Some couples who are experiencing symptoms of infertility often look up on the internet for natural remedies for infertility or infertility help. However, for couples undergoing problems conceiving, it is best to seek the help of reproductive therapist or expert treatment of infertility.
Usually, the treatment is started with the least invasive methods.
For example, when it comes to treatment for infertility in females, a medication that helps them ovulate may be used. If the infertility is caused by blocked fallopian tubes, surgery might be needed.
Both sexes might need antibiotics if infertility is caused by an underlying infection such as chlamydia.
In men, medication can be used to treat erectile dysfunctions or hormonal problems. Just like with women, surgery might be needed. For example, it can be used to reverse a prior vasectomy. A varicocele can also be surgically corrected, or if a man has no or very little sperm, it can be taken directly from testicles.
When a couple experiences difficulty getting pregnant they can also choose to be treated with assisted reproductive technology (ART). Intrauterine insemination (IUI) is commonly used when infertility is caused by factors related to a male.
In this method, sperm is placed inside the woman's uterus.
In Vitro Fertilization (IVF) first collects sperm and eggs, combines the two, and allows the now fertilized egg to grow for a few days. Then, the embryo is placed in the uterus. It is widely accepted as the best infertility treatment for couples struggling with fertility problems.
An infertility therapist may give a couple or an individual short-term therapy that aims to teach them better coping skills and helps them deal with stress before and during infertility treatments. It would be helpful to look up on the internet for infertility counseling near me or treatment options for infertility in my area.
Cognitive Behavioral Therapy (CBT)
CBT is a great way to help individuals and couples struggling with depression and anxiety. It shows the client how to change false beliefs and negative thoughts that contribute to their depressed mood.
Mindfulness-based Cognitive Therapy
Stress is common amongst couples suffering from infertility or struggling with fertility problems.

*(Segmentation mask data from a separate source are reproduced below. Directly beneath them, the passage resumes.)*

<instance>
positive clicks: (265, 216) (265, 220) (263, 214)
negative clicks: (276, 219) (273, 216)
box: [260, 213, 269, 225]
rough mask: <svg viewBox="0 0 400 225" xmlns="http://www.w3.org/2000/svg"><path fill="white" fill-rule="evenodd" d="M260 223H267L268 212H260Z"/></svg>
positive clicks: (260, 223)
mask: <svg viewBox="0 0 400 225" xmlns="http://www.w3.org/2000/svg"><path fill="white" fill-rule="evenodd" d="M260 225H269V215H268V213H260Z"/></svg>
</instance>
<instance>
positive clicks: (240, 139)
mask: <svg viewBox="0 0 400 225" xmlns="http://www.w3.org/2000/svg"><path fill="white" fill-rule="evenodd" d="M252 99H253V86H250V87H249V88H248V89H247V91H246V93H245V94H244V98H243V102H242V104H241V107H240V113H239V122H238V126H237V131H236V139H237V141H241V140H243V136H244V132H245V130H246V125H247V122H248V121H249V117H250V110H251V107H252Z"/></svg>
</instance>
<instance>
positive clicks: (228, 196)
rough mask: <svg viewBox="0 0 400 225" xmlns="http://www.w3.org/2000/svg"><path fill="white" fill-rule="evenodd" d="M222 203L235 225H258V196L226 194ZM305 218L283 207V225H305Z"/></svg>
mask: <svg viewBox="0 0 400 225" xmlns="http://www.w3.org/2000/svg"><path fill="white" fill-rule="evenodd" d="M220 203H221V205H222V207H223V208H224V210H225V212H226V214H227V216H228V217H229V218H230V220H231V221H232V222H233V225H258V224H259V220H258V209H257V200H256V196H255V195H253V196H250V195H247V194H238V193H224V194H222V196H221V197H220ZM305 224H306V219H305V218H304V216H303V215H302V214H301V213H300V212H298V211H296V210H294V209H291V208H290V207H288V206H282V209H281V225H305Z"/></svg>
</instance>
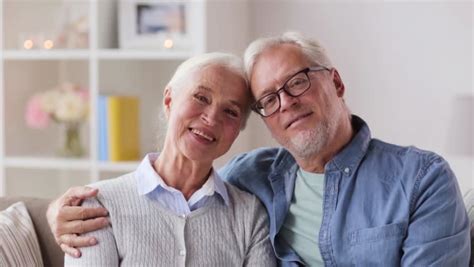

Mindfulness-based cognitive therapy is excellent for stress reduction and uses such methods as meditation and deep breathing to help a client deal with stress surrounding fertility issues.
Sensorimotor psychotherapy takes a holistic approach to healing. It believes that the trauma of infertility should be healed via the body and the mind.
This approach for management of infertility believes that we carry stress and pain in our bodies and that these things must be released before we can heal our minds.
This is a great therapy for women who have undergone numerous infertility treatments and whose bodies as well as minds need healing.
Acceptance and Commitment Therapy (ACT)
Not every couple who dreams about a child can be helped with conception problems. Dealing with infertility grief is not easy.
ACT is a great therapy for those who must accept that their dream may not become reality, which, at times, leads to problems in a marriage.
With the help of ACT therapist, a couple can open up to other options such as adoption and move beyond the realm of how to become fertile or dealing with infertility issues.
Couples therapy or family therapy can also help.
If a person suffers from mental disorders such as anxiety or depression due to infertility, health insurances typically cover most or all of the treatment provided by a licensed mental health professional such as a psychologist or a mental health counselor.
If a person does not carry health insurance, the fee for a 45-60 min session with a therapist costs typically between $60-$100. Some providers offer sliding scales for their low-income clients.